There were rumors, sure. Assumptions, assuredly. Sometimes it felt as though we spoke our own language – I could read more in your eyes from one glance than I could learn from anyone else if they talked to me for an hour. We even had a song, but again, it wasn’t anything we ever spoke of. It just happened that this song came on and we locked eyes and both of us said “Why can’t I?” We never answered that question.
But there was that song, and its inherent propensity to start make-out sessions. We always had that, and the mid-afternoon nap that resulted from one such occurrence, the afternoon after a morning exam was celebrated with two too many pitchers. The soft comfort of my face embedded in your armpit when all we did was sleep. When your lips on my forehead were my alarm clock and for a brief moment it all felt natural and normal – something I was already used to even though it had never happened before.

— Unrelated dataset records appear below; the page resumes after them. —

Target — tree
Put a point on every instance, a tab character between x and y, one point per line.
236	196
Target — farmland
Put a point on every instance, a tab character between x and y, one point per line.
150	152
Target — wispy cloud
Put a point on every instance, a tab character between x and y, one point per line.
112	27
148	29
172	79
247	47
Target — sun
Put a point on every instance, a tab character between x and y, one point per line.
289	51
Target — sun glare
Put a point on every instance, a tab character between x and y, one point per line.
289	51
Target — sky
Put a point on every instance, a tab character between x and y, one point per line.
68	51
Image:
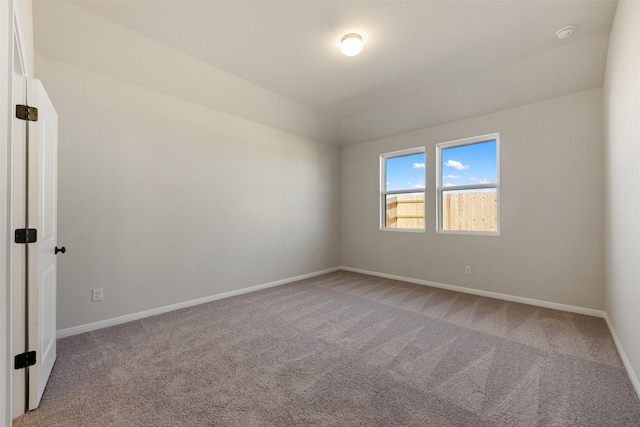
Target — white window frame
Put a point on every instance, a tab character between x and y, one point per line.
440	189
384	193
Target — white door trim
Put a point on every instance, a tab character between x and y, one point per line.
6	43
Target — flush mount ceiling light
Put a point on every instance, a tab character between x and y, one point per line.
565	32
351	44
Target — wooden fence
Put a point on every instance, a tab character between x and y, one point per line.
473	211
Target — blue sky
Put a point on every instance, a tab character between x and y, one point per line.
469	164
465	165
406	172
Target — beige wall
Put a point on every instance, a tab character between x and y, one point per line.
622	174
162	201
550	244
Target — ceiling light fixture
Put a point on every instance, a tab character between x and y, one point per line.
351	44
565	32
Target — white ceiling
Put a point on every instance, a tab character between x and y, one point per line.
413	49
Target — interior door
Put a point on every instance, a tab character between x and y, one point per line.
43	189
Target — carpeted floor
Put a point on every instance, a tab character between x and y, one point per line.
343	349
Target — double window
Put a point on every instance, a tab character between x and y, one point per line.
402	190
467	187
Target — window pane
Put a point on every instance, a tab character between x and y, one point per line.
469	164
470	210
405	172
405	211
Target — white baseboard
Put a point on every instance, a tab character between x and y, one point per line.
75	330
496	295
625	360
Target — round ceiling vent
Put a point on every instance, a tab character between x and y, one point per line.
565	32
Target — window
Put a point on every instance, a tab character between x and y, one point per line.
402	190
468	185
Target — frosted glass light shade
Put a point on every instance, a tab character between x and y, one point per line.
351	44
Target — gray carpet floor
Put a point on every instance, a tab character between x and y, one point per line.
343	349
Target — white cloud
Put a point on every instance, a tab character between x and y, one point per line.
480	181
456	165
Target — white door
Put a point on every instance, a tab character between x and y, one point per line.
43	195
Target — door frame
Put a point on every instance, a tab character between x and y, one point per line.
6	94
15	40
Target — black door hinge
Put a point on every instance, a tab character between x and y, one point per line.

And there was your hand on the small of my back, possessory but not, a friendly cock-block to dudes who might try to hit on me while we were shooting pool with friends at our regular bar. We never talked about that, either, but the conspiratorial winks we exchanged told me we were on the same page. Until we weren’t.

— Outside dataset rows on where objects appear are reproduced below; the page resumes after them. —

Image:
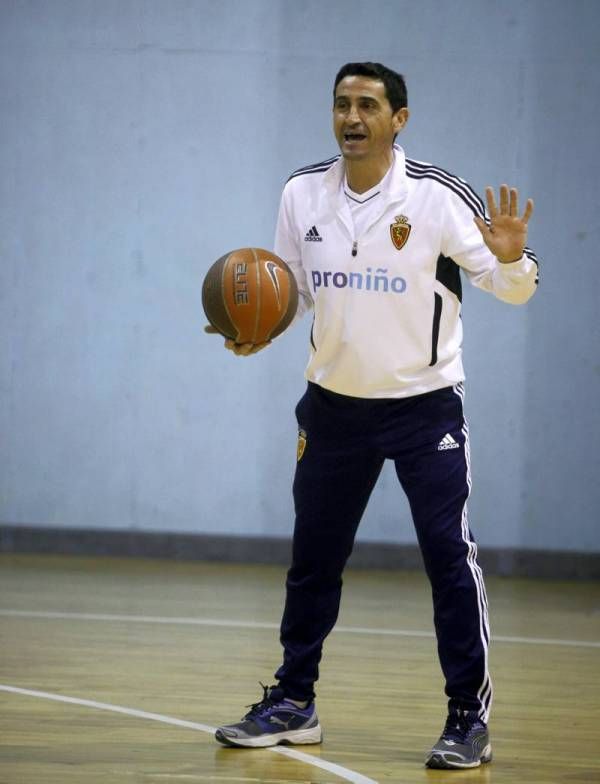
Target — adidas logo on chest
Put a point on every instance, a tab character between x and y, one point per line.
312	235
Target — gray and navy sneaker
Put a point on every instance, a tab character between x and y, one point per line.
464	743
271	721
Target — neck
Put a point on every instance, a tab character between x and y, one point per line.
364	175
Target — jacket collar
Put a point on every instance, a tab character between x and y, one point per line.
397	185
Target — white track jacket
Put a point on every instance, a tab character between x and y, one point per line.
387	303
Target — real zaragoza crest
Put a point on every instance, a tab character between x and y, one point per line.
400	231
301	444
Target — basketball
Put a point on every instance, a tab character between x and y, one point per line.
250	295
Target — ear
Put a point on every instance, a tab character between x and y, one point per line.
400	118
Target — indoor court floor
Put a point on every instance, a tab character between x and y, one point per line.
118	670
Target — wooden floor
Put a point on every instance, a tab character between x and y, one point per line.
190	641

I can’t say I didn’t feel slighted when you acquired someone you called your “boyfriend,” a man to whom you acquiesced in public, for whom you readily discarded pieces of your identity like dirty clothes to become someone who’d make him happy – someone you weren’t. You’d complain about him to me, later, and I feigned shock when you told me some of the things he insisted of you on his behalf. All the same, I liked him. I respected him and wouldn’t disregard his presence, for the fleeting moment he was in your life. You pretended to be happy in anyone else’s presence, while your eyes told me a different story. We never really talked about it, though.
You kept coming back to me, though. We had private looks, and lived in our own private moments where we told each other things we never actually said. It’s what we did. When he drifted for whatever reason, we remained in this purgatory – more than friends, but less than lovers, if only by happenstance as the result of the intercession and interruption of others. Purgatory got tiring and we both moved on, and that was probably for the best. But we had an opportunity at something good, something golden, and we disregarded it. We were young, it’s what we did.